Carbon monoxide is another common air pollutant that can reduce exercise safety and effectiveness. This is caused by exposure to crowded freeways or smoke filled rooms.
Sulfur dioxide is not a major irritant for most people, but those with asthma or bronchospasms tend to be adversely affected by it.
Cardiovascular exercise provides many important benefits that cannot be achieved by any other exercise or activity. Cardiovascular exercise is also very convenient; you can do it in the outdoors or inside while watching television or reading a book.

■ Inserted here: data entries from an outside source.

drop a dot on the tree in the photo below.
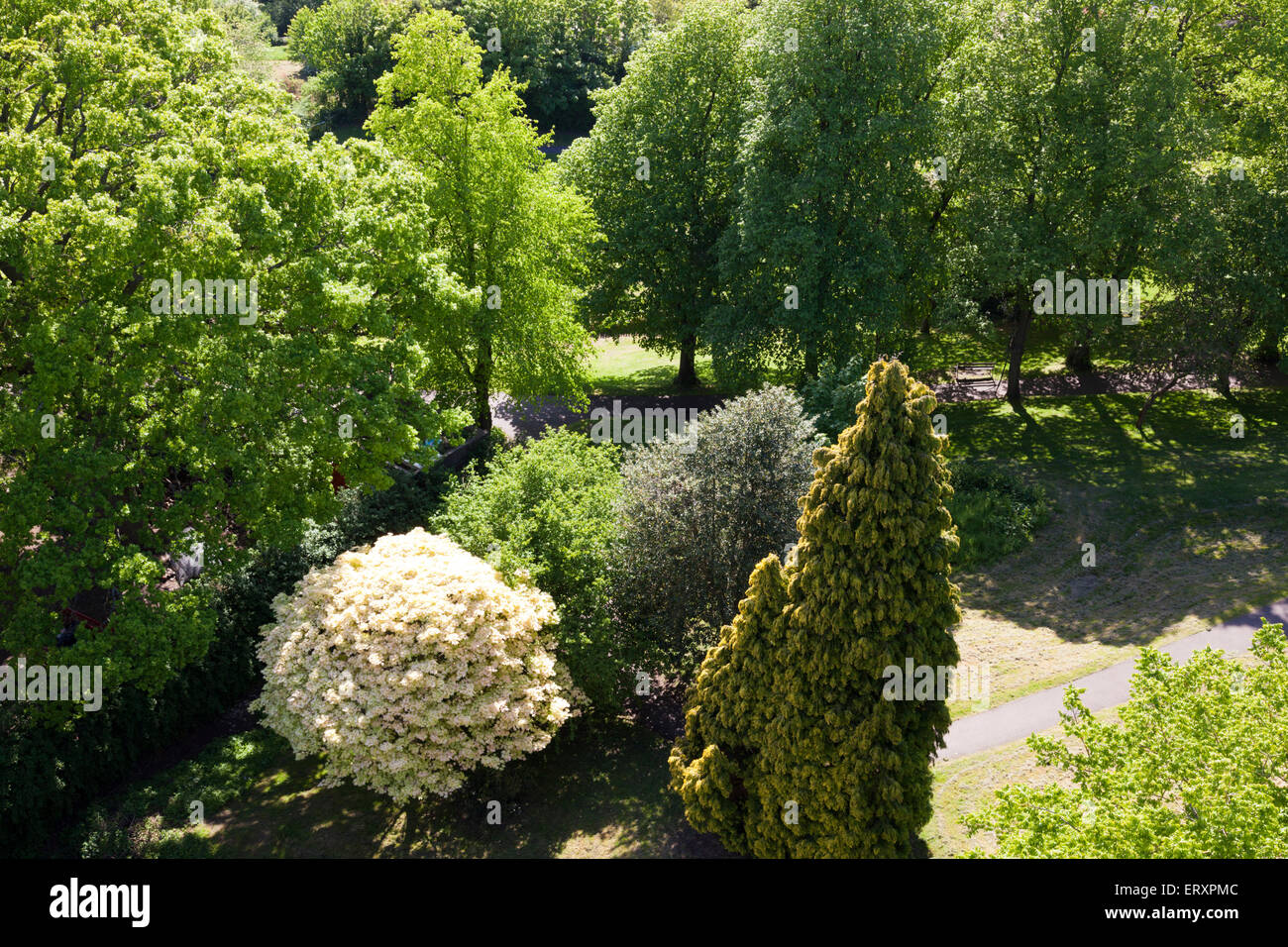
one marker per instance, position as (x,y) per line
(833,200)
(698,512)
(282,12)
(348,44)
(1196,768)
(561,51)
(410,664)
(1065,93)
(134,411)
(794,745)
(1233,244)
(546,509)
(511,234)
(658,263)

However, when enjoying this great form of physical activity, be sure to adhere to these precautions so that your program is not only effective, but safe as well. Good luck: I hope you enjoy all the wonderful benefits of a safe and effective cardiovascular exercise program.
Exercising In Hot Weather
Another factor that increases the risk of injury and complications is exercising in hot weather. The following are guidelines to prevent heat stress:
- Allow 1-2 weeks for acclimatization to a hot environment.
- Avoid training in the hottest part of the day, usually between 10 a.m. and 4 p.m., during the summer.

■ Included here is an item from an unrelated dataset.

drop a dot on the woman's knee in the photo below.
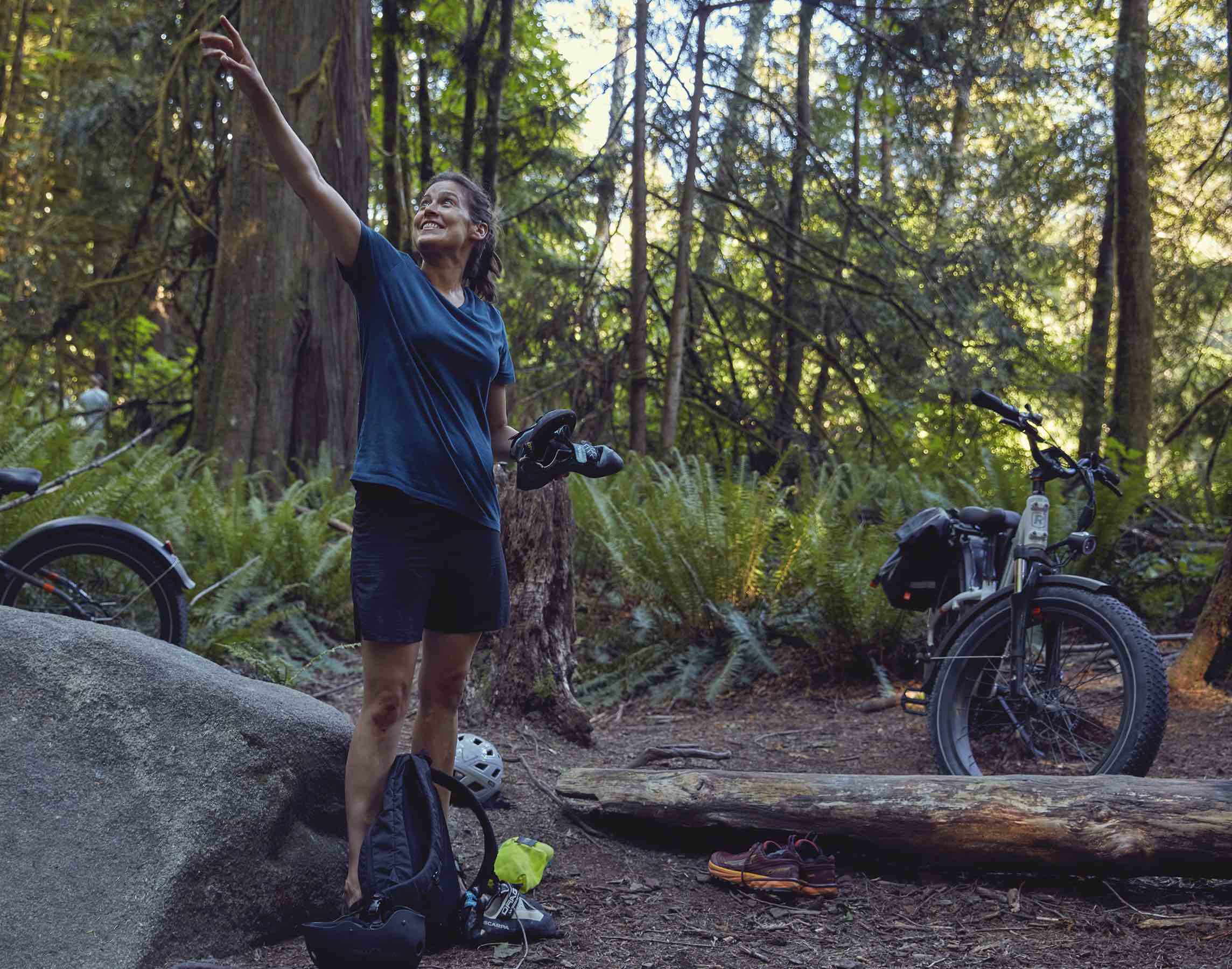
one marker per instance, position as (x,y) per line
(386,707)
(443,692)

- Drink water before, during and after exercise. During prolonged cardiovascular exercise, drink 4-6 ounces of fluids (preferably water) every twenty minutes.
- Wear loose-fitting clothes that allow for evaporation of sweat.
- Decrease training intensity by monitoring heart rate in hot environments.
- Take a 10-15 minute rest for every 45-60 minutes of physical activity.
- Give special consideration to, and use caution if you are a heat-sensitive person (obese, unfit, history of heat stroke, etc).